Derek Atkins <warlord@MIT.EDU> wrote:
> Well, you should be able to get tickets/tokens through ssh, either
> via kerberos ticket passing or typing in a password.  In those cases
> your users can still run re-auth.
> However for batch processes, well, there's just not much you can do.
> -derek
> Brady Catherman <bradyc@uidaho.edu> writes:
>> Thanks for the quick reply! =)
>> These users are coming in through SSh and often launching jobs that
>> run in the background. there really isn't room for running reauth and
>> such =/
>> Plus the hope is to put this on the cluster where jobs sit queued for
>> ages before running.
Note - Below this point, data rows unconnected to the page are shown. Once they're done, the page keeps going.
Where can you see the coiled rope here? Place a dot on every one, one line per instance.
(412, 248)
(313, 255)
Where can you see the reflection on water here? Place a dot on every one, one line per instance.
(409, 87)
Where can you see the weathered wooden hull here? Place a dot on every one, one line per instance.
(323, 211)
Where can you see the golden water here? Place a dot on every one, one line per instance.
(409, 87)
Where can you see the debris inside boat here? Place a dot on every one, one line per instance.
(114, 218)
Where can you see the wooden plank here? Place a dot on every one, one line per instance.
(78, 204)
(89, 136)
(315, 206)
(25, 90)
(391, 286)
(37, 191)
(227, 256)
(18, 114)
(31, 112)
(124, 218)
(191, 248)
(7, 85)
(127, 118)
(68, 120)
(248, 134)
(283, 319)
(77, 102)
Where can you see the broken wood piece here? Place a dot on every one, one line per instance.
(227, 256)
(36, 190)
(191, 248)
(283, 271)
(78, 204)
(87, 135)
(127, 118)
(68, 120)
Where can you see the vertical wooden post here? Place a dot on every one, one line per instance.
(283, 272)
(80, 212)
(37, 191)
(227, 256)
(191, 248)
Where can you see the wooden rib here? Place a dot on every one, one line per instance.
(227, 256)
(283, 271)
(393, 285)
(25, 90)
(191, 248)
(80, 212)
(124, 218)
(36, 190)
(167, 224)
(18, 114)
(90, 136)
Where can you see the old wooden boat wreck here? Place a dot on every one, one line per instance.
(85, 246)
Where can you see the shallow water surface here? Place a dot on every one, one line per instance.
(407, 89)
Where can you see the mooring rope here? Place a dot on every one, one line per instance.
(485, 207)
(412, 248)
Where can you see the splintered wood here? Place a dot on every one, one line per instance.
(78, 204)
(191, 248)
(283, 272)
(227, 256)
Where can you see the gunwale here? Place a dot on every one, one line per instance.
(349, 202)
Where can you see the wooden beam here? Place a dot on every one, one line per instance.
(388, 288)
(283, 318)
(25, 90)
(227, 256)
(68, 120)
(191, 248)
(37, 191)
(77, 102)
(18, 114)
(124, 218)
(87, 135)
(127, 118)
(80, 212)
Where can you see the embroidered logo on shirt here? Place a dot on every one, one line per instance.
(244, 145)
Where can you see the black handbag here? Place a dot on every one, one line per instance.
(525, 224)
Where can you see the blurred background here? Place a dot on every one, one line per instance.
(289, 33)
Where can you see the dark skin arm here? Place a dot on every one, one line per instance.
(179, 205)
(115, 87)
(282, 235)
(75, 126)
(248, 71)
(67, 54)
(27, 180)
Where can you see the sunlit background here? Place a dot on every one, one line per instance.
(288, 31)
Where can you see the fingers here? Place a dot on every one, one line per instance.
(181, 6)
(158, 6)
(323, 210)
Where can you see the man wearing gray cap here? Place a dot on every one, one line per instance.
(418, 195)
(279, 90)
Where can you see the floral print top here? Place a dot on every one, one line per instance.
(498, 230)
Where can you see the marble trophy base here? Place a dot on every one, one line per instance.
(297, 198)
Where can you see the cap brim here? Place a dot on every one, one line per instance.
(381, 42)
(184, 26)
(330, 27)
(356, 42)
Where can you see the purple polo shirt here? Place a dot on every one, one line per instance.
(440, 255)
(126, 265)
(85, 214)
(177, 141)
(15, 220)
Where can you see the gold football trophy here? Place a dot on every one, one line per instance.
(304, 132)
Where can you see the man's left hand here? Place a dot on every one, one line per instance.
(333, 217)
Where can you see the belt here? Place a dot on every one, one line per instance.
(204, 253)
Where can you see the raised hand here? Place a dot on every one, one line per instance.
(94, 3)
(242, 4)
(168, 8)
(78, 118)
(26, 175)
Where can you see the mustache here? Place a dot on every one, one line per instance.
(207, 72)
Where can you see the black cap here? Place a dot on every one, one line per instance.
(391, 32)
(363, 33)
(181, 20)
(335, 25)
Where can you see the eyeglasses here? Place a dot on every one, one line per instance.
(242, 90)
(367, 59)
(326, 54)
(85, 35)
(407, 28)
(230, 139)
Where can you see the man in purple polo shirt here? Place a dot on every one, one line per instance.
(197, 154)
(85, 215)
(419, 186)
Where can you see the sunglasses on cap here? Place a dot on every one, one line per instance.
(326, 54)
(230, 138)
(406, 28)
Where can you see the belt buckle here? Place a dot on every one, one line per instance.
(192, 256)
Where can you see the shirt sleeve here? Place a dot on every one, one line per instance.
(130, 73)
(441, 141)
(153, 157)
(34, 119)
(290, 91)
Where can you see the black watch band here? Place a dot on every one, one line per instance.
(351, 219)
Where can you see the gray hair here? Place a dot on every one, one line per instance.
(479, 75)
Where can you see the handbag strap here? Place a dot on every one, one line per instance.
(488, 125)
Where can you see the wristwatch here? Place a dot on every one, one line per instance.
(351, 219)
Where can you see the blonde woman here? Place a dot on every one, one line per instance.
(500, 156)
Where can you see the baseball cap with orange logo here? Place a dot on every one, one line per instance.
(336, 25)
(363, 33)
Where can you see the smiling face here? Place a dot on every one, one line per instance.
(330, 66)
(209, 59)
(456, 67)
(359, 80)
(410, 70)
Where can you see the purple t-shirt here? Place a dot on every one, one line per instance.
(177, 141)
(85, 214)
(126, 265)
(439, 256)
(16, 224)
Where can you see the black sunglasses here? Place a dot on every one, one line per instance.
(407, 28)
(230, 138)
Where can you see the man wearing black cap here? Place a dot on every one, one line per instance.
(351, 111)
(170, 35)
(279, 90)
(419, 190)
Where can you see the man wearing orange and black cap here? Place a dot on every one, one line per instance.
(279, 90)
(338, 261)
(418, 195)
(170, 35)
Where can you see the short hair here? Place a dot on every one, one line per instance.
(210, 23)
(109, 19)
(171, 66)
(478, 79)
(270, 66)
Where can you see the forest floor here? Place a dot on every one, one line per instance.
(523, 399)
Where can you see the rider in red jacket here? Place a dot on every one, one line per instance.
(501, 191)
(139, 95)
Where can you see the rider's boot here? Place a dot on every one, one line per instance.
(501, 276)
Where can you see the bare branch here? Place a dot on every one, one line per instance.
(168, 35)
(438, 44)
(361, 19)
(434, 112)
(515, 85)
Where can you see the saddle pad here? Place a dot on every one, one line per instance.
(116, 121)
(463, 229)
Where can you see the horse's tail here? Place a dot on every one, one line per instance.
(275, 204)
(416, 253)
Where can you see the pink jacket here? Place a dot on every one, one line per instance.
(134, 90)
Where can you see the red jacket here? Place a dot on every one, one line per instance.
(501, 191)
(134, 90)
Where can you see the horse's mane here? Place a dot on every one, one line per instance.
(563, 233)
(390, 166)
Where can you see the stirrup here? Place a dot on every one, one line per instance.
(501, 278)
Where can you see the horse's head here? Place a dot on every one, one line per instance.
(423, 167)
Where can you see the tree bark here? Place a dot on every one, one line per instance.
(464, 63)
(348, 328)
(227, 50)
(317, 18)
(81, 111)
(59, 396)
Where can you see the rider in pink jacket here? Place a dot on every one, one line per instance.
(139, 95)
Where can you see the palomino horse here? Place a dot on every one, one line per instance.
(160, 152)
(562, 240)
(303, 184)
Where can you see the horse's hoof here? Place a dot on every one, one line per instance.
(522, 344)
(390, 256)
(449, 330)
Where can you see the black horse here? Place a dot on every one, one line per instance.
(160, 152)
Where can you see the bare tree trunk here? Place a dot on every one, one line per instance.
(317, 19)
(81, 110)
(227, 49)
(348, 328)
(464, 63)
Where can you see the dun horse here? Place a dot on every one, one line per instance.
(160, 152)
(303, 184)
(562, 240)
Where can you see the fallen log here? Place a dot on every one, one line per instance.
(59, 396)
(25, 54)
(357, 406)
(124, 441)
The user would have no ability to authenticate
>> later.
>> Hope this clarifies things a bit.
>> On May 25, 2006, at 12:32 PM, Derek Atkins wrote:
>>> Have your users run reauth?  That will automatically get them new
>>> tickets and tokens..  Or tie into the screensaver!
>>> -derek
>>> Quoting Brady Catherman <bradyc@uidaho.edu>:
>>>> I am currently considering moving our environment to OpenAFS but
>>>> before I can switch I need to make sure a few things are going to
>>>> keep working..
>>>> We have users that use or systems for months on end without
>>>> logging  off and I am concerned that the kerberos ticket they are
>>>> being issued  will expire. Having them log back into kerberos/
>>>> openafs isn't really  a good option for us (I am having a hard
>>>> enough time selling even the  basic conversion, let alone anything
>>>> that requires user action!)
>>>> Is there an easy way around this with OpenAFS? I have tried
>>>> setting  the length of our kerberos tickets higher but the most it
>>>> will give  me is 7 days. Is there another way to do this?